Brookline is a museum of early-twentieth-century middle-class housing. You can stop almost anywhere in the neighborhood and find an eclectic mixture of houses in interesting styles—many of them altered over the years, but usually a few in nearly original condition. Here are five quite different houses from half a block of Berkshire Avenue, beginning with a solid-looking brick bungalow.
This stone Tudor is the most recent house in our collection; it probably dates from the late 1930s.
A typical Pittsburgh Foursquare in form, but with the somewhat unusual variation of a shingled second floor.
A Craftsman cottage that would have looked even more Craftsman with its original three-over-one windows.
A more unusual form of Craftsman cottage whose carved wooden brackets are well preserved. If the porch rail is not original, it is a well-chosen replacement that fits with the spirit of the house. Painting the aluminum awnings to match the trim makes them almost attractive.

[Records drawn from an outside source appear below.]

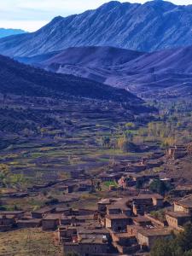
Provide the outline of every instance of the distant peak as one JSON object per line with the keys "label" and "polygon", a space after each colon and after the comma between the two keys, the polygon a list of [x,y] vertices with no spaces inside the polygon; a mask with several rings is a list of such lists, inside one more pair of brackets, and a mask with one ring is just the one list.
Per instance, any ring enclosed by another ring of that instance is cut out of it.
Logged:
{"label": "distant peak", "polygon": [[63,17],[62,17],[62,16],[56,16],[56,17],[55,17],[55,18],[51,20],[51,22],[58,22],[58,21],[60,21],[60,20],[63,20]]}
{"label": "distant peak", "polygon": [[121,5],[121,3],[119,1],[110,1],[108,3],[106,3],[104,4],[102,4],[100,8],[103,9],[103,8],[108,8],[108,9],[112,9],[112,8],[115,8],[117,6]]}

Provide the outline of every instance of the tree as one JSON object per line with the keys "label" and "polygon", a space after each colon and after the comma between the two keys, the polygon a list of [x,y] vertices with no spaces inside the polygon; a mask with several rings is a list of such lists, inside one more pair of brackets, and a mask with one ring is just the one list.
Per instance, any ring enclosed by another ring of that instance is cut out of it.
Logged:
{"label": "tree", "polygon": [[150,256],[175,256],[169,240],[158,239],[151,248]]}
{"label": "tree", "polygon": [[160,180],[160,179],[154,179],[149,186],[149,189],[152,192],[158,193],[160,195],[165,195],[166,192],[169,191],[171,189],[171,186],[166,184],[165,182]]}
{"label": "tree", "polygon": [[150,256],[192,256],[192,224],[184,227],[184,231],[171,239],[157,240],[152,248]]}
{"label": "tree", "polygon": [[184,227],[184,232],[178,235],[177,244],[183,252],[192,250],[192,224],[189,223]]}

A good example of how an old building can be updated on a limited budget without too much damage to its appearance. Front porches are gone, and vinyl siding and new windows lost some of the Victorian detail. But the windows are framed appropriately if simply, and distinctive woodwork on the third floor has been preserved and restored. Now five apartments, the double house is still an attractive building; and if old Pa Pitt would prefer to have seen it restored to its original Victorian appearance, he nevertheless recognizes and applauds a tasteful effort to balance restoration with profitability.
In the shadows of the ever-encroaching university and hospital buildings, these tiny rowhouses still survive in a little alley in the back streets of Oakland.